President Obama says the US is “not aligned with” anyone in Egypt’s political upheaval in the aftermath of Mr. Morsi’s removal from power by the military last Wednesday, and only supports the Egyptian people’s aspirations for democracy and prosperity.
The US is reportedly urging all of Egypt’s principal political movements, including Morsi’s Muslim Brotherhood, to participate in political negotiations and in new presidential and parliamentary elections – which as of yet have no date.
But after Monday’s violence outside a mosque in Cairo – which the Muslim Brotherhood deemed a “massacre” of praying individuals by the military – any participation by Islamist forces in post-Morsi talks looks increasingly remote. The Brotherhood has begun calling for an “uprising,” and the Islamist Nour party that had originally agreed to participate in negotiations to name new civilian leaders has pulled out.
The military insisted that Monday’s violence occurred after protesters in the pro-Morsi crowd first fired on soldiers.
Moreover, the continuing inability of Egyptian authorities to name an interim vice-president and prime minister is only hardening the perspective of the Brotherhood and its supporters, who say that claims of a civilian authority being in place are a sham.
The military named an interim president, Adly Mansour, the head of the Supreme Constitutional Court, shortly after ousting Morsi, but events since then have only sharpened doubts about the relatively unknown jurist’s ability to lead over an undefined period until elections can be held.
With lines hardening between Egyptians who say the military is calling the shots in Egypt (thus proving that it was indeed a military coup that removed Morsi from power) and those who insist that the military acted to save the country’s fledgling democracy, more Egyptians are whispering the fear that their country could slip into civil war.
Worsening violence and any signs of increased instability in Egypt – the Arab world’s largest country and Washington’s most important Arab partner – will increase pressure on Mr. Obama to shift from “neutral” to taking sides in Egypt’s turmoil.
So far much of the focus in terms of US policy has been on the $1.6 billion in annual aid the US gives Egypt – most of it going to the military. The Obama administration has said little about the aid – other than to avoid using the word “coup” to describe the military’s action against Morsi, since US law specifically rules out continuing aid to a country where a military coup has removed a democratically elected leader.
But members of Congress have not been so reticent. On Sunday Sen. John McCain (R) of Arizona stated that under the circumstances the US has no choice but to suspend aid to Egypt.

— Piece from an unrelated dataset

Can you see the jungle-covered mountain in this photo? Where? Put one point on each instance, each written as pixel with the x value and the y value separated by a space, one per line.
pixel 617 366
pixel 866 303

Taking an opposing view, Senator McCain’s fellow Republican, Rep. Mike Rogers of Michigan, who chairs the House Intelligence Committee, said that coup or no coup, Egypt is too important for the US to consider cutting off aid.
“We should continue to support the military, the one stabilizing force in Egypt that I think can tamper down the political feuding that you’re seeing going on now,” Representative Rogers said on CNN’s “State of the Union” Sunday.
Rogers, who said Morsi was ousted because he was attempting to “Islamize” Egypt in a manner opposed by Egyptians, acknowledged that the question of whether US aid to Egypt should be suspended is open to debate. He said it is Obama’s job to go to Congress and make the case for maintaining aid to a key partner.
Rogers said there is “a great case to be made” for continuing aid to Egypt, but he said it’s up to the administration to weigh in on a roiling congressional debate.
“The president should come to Congress and make the case,” he said.